- Directed by: Jandhyala
- Written by: Jandhyala (dialogues)
- Screenplay by: Jandhyala
- Story by: Adivishnu
- Produced by: Koneru Radhakumari
- Starring: Naresh; Mohan; Ashwini; Gayatri;
- Cinematography: P. Diwakar
- Edited by: Gautam Raju
- Music by: Rajan–Nagendra
- Production company: Santosh Films
- Release date: 7 October 1988;
- Country: India
- Language: Telugu

= Choopulu Kalasina Subhavela =

1988 film

Choopulu Kalasina Subhavela is a 1988 Telugu-language romantic comedy film directed by Jandhyala starring Naresh, Mohan, Ashwini and Gayatri. The music was composed by Rajan–Nagendra.

==Plot==
Anand Mohan works as a manager in a wall clock company owned by Pandurangam. Padma, daughter of Pandurangam's brother Nagalingam stays in his house and goes to college. Anand falls in love with her. But he is afraid to reveal it to Pandurangam because of the fear of losing his job.

Anand receives a letter from his friend Lakshmi Prasad.
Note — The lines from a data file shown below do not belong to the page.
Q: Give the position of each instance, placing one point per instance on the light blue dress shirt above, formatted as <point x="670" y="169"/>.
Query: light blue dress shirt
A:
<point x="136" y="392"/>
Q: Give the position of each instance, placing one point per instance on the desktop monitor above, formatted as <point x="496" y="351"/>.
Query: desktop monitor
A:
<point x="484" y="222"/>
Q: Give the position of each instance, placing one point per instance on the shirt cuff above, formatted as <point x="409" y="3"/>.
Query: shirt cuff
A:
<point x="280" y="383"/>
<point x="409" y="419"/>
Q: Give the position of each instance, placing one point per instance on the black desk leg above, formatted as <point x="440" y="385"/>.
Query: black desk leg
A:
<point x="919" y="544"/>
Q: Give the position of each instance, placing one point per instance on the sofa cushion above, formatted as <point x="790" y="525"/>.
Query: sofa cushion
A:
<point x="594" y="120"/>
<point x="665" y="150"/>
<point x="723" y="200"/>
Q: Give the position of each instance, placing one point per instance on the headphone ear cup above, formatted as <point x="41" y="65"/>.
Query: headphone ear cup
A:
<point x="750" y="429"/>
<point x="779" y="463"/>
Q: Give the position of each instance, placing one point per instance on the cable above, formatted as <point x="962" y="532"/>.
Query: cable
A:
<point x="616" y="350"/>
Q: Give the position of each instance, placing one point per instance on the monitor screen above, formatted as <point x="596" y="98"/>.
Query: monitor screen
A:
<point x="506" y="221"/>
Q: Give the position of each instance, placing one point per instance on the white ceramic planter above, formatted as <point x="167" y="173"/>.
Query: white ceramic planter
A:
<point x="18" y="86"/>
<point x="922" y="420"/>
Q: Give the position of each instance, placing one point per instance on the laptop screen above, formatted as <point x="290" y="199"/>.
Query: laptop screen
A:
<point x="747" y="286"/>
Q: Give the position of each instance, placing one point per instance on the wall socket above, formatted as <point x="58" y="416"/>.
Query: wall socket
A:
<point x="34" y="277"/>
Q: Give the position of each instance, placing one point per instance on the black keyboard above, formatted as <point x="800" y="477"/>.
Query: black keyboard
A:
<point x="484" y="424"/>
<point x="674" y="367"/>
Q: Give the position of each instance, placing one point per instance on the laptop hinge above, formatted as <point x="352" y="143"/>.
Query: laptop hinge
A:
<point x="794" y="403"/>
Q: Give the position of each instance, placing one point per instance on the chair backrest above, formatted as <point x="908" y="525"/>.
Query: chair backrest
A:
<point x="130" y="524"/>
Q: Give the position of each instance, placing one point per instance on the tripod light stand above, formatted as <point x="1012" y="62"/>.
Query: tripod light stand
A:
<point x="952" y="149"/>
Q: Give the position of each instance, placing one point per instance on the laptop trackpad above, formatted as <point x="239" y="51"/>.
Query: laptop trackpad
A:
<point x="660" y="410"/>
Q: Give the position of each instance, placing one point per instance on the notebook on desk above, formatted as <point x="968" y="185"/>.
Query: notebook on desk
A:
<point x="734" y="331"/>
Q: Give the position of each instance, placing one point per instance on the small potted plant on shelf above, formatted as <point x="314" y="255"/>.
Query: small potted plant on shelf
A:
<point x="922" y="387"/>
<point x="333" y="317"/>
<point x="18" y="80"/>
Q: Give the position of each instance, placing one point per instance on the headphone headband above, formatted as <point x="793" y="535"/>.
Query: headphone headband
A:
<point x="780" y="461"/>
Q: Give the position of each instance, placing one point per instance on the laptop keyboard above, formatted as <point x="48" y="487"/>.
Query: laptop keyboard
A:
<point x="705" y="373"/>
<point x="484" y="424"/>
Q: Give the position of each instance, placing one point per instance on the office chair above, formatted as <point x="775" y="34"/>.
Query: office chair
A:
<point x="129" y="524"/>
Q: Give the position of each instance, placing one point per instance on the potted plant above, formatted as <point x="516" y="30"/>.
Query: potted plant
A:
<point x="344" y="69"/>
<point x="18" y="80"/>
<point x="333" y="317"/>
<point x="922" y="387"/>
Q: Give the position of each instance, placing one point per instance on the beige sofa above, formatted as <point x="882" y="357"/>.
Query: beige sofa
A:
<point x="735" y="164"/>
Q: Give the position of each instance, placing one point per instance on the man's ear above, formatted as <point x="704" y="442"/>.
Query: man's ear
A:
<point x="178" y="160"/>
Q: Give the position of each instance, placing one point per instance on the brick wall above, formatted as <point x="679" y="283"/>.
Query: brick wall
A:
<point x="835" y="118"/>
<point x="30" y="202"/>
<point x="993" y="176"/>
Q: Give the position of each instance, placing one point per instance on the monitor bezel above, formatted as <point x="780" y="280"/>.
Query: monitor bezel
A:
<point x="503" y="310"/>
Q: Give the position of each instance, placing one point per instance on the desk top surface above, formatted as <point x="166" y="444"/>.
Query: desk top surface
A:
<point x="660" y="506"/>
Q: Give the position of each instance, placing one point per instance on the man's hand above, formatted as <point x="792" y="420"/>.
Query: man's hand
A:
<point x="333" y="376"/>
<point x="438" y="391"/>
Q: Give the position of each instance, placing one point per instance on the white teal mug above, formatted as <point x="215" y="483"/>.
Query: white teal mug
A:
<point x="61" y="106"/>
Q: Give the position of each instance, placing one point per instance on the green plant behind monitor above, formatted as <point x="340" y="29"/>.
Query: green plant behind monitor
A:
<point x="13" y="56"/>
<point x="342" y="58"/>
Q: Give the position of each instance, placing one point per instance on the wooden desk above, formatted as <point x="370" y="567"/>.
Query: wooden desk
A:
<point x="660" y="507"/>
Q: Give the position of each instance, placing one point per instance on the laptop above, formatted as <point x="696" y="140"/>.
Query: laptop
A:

The letter explains his problems because of losses in his business. Anand goes to the village and rescues him as he is about to kill himself. He brings him to the town in hope of finding a job. Anand uses Lakshmi Prasad in various ways to convince Pandurangam of his love with Padma. At last Pandurangam realises their love and agrees to their proposal.

Lakshmi Prasad also loved a girl when he was in his village. He loses track of her when her family has migrated to some other city. Luckily, Lakshmi Prasad finds her again. Nagalingam does not like the word "Love". So he opposes it when his daughter proposes to marry Anand. This leads to conflict between the brothers and they split their property including their mother. She feels bad about this. When she decided to live in a temple instead of witnessing the fight of her two sons, Anand's father takes her to his home. He advises his son to reunite their family because they split because of his love.

Anand along with Padma, Lakshmi Prasad and others enact a story to change the minds of Nagalingam, who finally agrees to marry his daughter to Anand, and their family reunites.